土地を買おうと決めてから赴いたのは、法務局、町役場、県の土木事務所である。法務局へは土地の登記簿謄本をもらいに行った。その土地に抵当権が設定されていないか調べるためだ。そして町役場では水道の状況を聞き、浄化槽の補助の説明などをしてもらった。当時はまだ合併される前で町役場はのんびりした雰囲気。この町内に家を建てようと思う一般市民だというとどの部署でもとても親切にしてくれた。
県の土木事務所へは売り主の不動産屋と我々の不動産屋とともに赴いた。もちろん「都市計画法」云々の確認である。
この土地は市街化調整区域であり本来新規の住宅を建てることはできない。それが線引き前に「宅地」であったことから「市街化調整区域における開発・建築許可基準の緩和」という特別処置が適用される。しかし、実際に家を建てるためにはいくつかの要件を満たしていなくてはならない。
その要件とは地域の要件、土地の要件、建物の要件である。土地は地目が「宅地」であるので問題ない。建物は専用住宅であること、そして大きさなどが決められている。大きさはこれに従って建てればいいのでこちらも大丈夫。問題は地域の要件である。「原則50以上の建物が連たんしている既存集落内」であること。それは我々だけでは判断できるものではなかった。不動産屋を交え、県の確認してもらうことにしたのだ。
県の担当者は不動産屋が準備した資料を確認し、「50戸以上連たんしているので大丈夫でしょう」と言った。一安心。「ただし、この見解は県の担当者の判断であって、今後町が合併し、市になり、市の管轄になればどう判断されるかわかりません。合併する前に確認申請を出した方がよいでしょう」。いかにも役所的発言。要するに「私がいる間は大丈夫だが、私が担当でなくなったら責任持てません」ということだ。
合併するまでには1年ある。とりあえずそれまでに確認申請を出せるようにがんばろうということになった。
役所での確認が終わった後は、不動産屋と水道工事の分担や隣地との境界の処理、側溝もなかったので側溝を誰が作るかなどの確認を行った。水道工事や側溝工事に関しては契約の際の重要事項説明書に別紙として付け加えてもらった。このような確認作業は電話など口頭ではなく、すべてメールで行った。後々、その経過が確認でき、言った、言わない問答がないように文書で残しておきたかったのだ。
不動産屋と確認作業を行う中、借り入れの銀行周りも行った。自己資金をすべて建物に使いたかったため、土地には借り入れ金を使用しようと思っていた。建物は建てている間に「これも加えたい、あれも入れたい」と増える可能性があるので、融通が効くようにしておきたかった。

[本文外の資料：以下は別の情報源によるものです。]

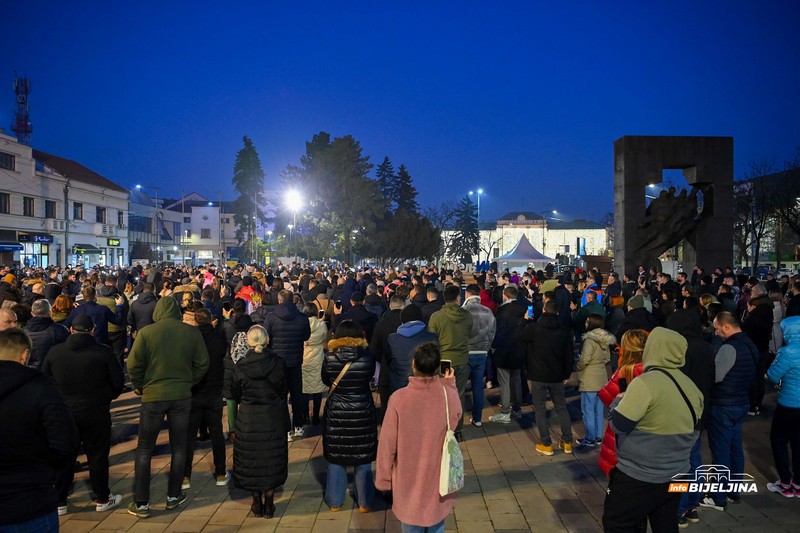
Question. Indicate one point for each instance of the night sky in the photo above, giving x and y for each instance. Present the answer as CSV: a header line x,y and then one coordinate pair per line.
x,y
524,99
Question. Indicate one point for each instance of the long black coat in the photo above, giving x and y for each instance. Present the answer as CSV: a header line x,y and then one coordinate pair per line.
x,y
260,451
350,435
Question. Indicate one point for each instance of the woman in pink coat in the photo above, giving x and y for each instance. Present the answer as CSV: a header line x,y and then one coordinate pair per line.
x,y
410,446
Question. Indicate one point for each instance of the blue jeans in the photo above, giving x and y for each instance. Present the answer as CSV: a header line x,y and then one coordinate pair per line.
x,y
690,500
336,485
725,439
477,366
150,418
436,528
592,409
40,524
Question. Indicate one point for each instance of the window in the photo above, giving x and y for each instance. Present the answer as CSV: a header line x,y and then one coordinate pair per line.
x,y
6,161
27,206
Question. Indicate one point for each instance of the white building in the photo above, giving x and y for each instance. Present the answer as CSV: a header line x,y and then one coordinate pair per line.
x,y
56,211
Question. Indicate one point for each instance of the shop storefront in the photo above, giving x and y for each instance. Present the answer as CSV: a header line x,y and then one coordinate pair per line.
x,y
36,250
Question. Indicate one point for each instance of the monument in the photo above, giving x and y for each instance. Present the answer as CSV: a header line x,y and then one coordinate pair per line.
x,y
703,215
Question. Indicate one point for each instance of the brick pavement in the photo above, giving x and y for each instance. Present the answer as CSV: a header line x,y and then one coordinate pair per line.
x,y
509,487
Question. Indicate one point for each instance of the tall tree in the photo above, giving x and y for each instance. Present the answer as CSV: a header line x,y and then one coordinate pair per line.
x,y
465,239
248,180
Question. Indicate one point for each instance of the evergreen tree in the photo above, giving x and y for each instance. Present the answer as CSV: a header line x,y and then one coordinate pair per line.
x,y
248,180
466,237
405,192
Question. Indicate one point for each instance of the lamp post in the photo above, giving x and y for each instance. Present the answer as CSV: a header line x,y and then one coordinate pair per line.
x,y
478,193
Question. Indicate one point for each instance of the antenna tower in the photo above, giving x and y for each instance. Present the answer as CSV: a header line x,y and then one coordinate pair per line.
x,y
21,124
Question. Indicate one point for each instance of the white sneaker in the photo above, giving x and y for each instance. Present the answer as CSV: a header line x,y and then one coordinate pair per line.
x,y
113,501
502,418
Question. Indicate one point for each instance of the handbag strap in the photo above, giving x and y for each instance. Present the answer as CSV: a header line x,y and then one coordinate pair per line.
x,y
339,377
683,394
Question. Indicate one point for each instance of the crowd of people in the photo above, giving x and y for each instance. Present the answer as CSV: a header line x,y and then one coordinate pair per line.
x,y
657,363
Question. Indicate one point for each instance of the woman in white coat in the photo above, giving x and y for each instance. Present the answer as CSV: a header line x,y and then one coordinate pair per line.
x,y
312,361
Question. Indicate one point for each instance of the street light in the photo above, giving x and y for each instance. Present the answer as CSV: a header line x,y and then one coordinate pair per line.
x,y
479,192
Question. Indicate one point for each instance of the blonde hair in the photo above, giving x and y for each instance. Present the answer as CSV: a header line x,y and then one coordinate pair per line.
x,y
257,338
630,352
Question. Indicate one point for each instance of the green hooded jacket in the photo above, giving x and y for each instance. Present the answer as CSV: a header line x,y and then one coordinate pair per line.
x,y
168,356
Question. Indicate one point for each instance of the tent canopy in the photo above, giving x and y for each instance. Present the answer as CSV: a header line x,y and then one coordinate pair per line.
x,y
524,252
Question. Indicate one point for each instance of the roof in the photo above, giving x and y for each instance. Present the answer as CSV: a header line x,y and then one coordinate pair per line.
x,y
76,171
523,252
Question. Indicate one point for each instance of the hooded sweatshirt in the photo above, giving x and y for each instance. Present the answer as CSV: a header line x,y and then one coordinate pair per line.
x,y
453,326
168,356
654,425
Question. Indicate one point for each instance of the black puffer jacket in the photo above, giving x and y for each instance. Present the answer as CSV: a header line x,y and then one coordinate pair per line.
x,y
350,435
288,329
260,452
45,334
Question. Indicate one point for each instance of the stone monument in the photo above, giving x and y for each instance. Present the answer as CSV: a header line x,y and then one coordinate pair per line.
x,y
641,232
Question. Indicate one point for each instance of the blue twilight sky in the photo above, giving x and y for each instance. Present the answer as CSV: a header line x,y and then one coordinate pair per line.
x,y
524,99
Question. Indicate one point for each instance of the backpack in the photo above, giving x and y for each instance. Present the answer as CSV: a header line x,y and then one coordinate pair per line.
x,y
239,346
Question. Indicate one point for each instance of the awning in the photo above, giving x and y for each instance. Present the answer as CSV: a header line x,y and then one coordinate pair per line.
x,y
86,249
10,247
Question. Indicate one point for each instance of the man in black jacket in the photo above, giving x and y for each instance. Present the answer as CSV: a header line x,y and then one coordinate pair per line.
x,y
90,377
207,401
38,438
288,329
550,359
44,333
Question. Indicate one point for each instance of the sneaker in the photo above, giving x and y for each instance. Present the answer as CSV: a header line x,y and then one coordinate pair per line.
x,y
709,503
784,490
172,503
501,418
113,501
141,511
544,449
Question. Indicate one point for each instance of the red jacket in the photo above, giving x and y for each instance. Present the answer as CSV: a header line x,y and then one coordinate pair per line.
x,y
608,452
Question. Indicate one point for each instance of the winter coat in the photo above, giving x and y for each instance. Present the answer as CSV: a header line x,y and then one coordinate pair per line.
x,y
88,374
400,349
410,449
288,329
260,451
44,334
484,325
595,354
313,356
608,451
453,326
141,311
508,351
549,349
786,367
38,438
350,434
168,357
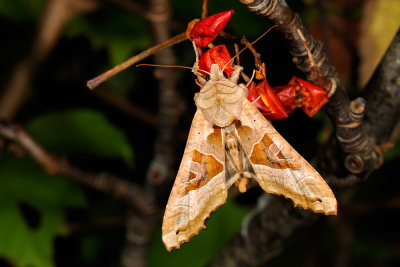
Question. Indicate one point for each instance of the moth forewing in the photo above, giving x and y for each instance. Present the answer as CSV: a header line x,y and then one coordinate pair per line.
x,y
279,168
190,204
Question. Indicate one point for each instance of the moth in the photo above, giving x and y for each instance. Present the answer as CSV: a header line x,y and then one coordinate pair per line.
x,y
230,142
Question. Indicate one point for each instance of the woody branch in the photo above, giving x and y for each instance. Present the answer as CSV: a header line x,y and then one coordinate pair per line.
x,y
264,236
351,135
160,173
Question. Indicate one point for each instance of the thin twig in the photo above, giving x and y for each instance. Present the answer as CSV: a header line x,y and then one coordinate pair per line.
x,y
93,83
55,15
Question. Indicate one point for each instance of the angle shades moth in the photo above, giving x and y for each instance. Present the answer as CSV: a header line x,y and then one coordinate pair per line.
x,y
229,143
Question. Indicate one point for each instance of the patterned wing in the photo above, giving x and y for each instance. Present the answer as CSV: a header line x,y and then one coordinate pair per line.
x,y
200,186
279,168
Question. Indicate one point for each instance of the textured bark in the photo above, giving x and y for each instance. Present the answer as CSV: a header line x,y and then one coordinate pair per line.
x,y
268,229
140,227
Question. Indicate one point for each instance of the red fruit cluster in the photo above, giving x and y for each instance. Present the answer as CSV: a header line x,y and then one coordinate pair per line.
x,y
273,102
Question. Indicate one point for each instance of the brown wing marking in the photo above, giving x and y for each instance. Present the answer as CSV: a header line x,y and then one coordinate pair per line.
x,y
200,186
279,168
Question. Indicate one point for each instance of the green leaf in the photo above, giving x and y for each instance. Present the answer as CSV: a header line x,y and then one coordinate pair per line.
x,y
23,182
80,131
221,227
18,10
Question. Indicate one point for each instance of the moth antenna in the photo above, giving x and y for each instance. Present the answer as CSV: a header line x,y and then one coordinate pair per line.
x,y
251,79
262,35
173,66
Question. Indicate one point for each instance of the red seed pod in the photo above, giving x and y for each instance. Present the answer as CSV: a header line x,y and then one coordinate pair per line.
x,y
313,96
216,55
268,104
207,29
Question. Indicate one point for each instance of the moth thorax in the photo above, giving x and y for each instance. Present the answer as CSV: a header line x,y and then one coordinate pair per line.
x,y
241,184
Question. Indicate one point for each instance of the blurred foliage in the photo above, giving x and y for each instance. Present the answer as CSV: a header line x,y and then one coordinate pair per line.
x,y
36,208
32,207
80,131
21,10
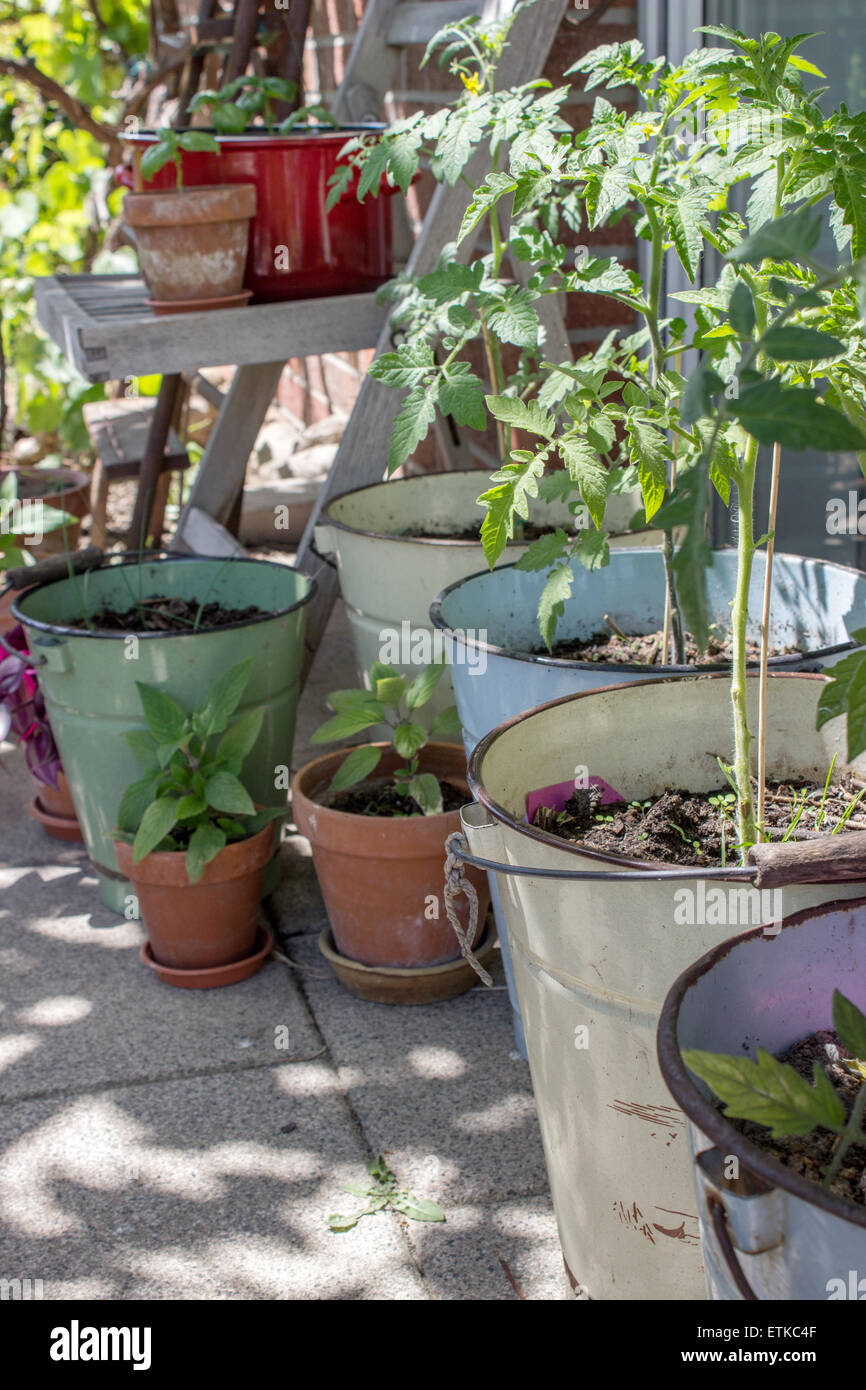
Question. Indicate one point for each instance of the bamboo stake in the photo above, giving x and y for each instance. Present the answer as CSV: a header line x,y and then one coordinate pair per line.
x,y
765,641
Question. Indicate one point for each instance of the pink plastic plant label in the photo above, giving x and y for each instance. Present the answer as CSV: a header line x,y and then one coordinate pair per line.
x,y
558,794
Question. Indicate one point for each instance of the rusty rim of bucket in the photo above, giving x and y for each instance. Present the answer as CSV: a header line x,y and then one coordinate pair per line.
x,y
157,558
704,1114
774,663
622,865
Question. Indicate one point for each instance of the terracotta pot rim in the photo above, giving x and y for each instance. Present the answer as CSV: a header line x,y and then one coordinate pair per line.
x,y
167,868
303,774
188,206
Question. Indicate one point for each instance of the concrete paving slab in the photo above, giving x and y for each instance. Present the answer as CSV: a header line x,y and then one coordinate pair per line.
x,y
438,1086
195,1189
79,1009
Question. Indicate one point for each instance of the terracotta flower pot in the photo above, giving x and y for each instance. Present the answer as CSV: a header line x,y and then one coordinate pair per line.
x,y
195,926
53,808
192,241
382,876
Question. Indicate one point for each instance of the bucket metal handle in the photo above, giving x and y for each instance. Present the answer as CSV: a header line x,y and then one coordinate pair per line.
x,y
459,848
719,1222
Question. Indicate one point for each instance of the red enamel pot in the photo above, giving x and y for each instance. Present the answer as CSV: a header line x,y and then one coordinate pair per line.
x,y
296,249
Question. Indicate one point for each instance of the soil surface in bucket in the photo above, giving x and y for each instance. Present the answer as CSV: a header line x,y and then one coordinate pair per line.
x,y
699,830
381,798
811,1154
471,533
619,649
43,484
166,615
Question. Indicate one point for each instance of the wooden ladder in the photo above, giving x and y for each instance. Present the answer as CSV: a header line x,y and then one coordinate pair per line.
x,y
387,27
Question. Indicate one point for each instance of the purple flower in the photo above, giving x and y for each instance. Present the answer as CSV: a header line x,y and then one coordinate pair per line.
x,y
22,712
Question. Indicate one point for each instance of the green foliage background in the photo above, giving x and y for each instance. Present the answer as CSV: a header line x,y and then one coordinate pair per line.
x,y
54,200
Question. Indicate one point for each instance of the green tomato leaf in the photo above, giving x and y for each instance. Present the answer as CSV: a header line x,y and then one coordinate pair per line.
x,y
769,1091
545,551
787,238
552,603
651,451
741,307
594,549
521,414
794,419
788,342
590,474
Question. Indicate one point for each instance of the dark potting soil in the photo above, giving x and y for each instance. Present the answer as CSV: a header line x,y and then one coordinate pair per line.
x,y
166,615
381,798
647,649
42,484
473,533
681,827
811,1154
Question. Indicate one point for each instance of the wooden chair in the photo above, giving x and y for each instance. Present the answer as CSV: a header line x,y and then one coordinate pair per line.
x,y
118,431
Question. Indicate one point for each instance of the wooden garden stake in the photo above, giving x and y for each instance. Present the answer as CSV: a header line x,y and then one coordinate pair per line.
x,y
765,640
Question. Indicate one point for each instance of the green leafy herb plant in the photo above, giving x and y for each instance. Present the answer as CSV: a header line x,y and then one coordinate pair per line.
x,y
191,797
392,701
774,1094
170,149
235,106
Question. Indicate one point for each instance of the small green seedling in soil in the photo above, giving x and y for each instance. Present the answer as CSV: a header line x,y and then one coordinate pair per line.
x,y
773,1093
384,1194
170,148
235,104
392,701
191,797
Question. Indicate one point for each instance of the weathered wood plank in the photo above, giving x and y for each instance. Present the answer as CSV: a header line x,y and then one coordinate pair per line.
x,y
364,444
416,21
223,466
203,535
107,348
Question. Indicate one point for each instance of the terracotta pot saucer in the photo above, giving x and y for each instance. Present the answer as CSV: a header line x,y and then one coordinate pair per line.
x,y
213,977
407,984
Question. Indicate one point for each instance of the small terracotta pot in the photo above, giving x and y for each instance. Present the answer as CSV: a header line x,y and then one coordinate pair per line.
x,y
53,808
381,876
193,926
192,242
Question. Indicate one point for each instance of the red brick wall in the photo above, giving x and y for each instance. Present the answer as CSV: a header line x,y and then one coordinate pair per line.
x,y
316,387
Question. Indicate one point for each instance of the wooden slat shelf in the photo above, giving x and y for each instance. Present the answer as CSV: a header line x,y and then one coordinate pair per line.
x,y
104,327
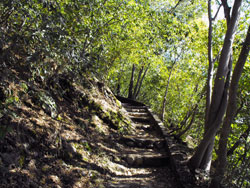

銀行周りについては省くが一つ言えることは、田舎に家を建てるときは地元の金融機関を利用した方がいいということだ。我々が最初に相談に行ったのは大手都銀だった。「市街化調整区域」と言っただけで、担当者の手帳は閉じられ、「JAでも行かれたらどうですか」ときた。最近になって「当行の住宅ローンはお得です」というチラシが来たりするが、あのときの態度を思うとチラシをそのまま送り返してやろうかという気になる。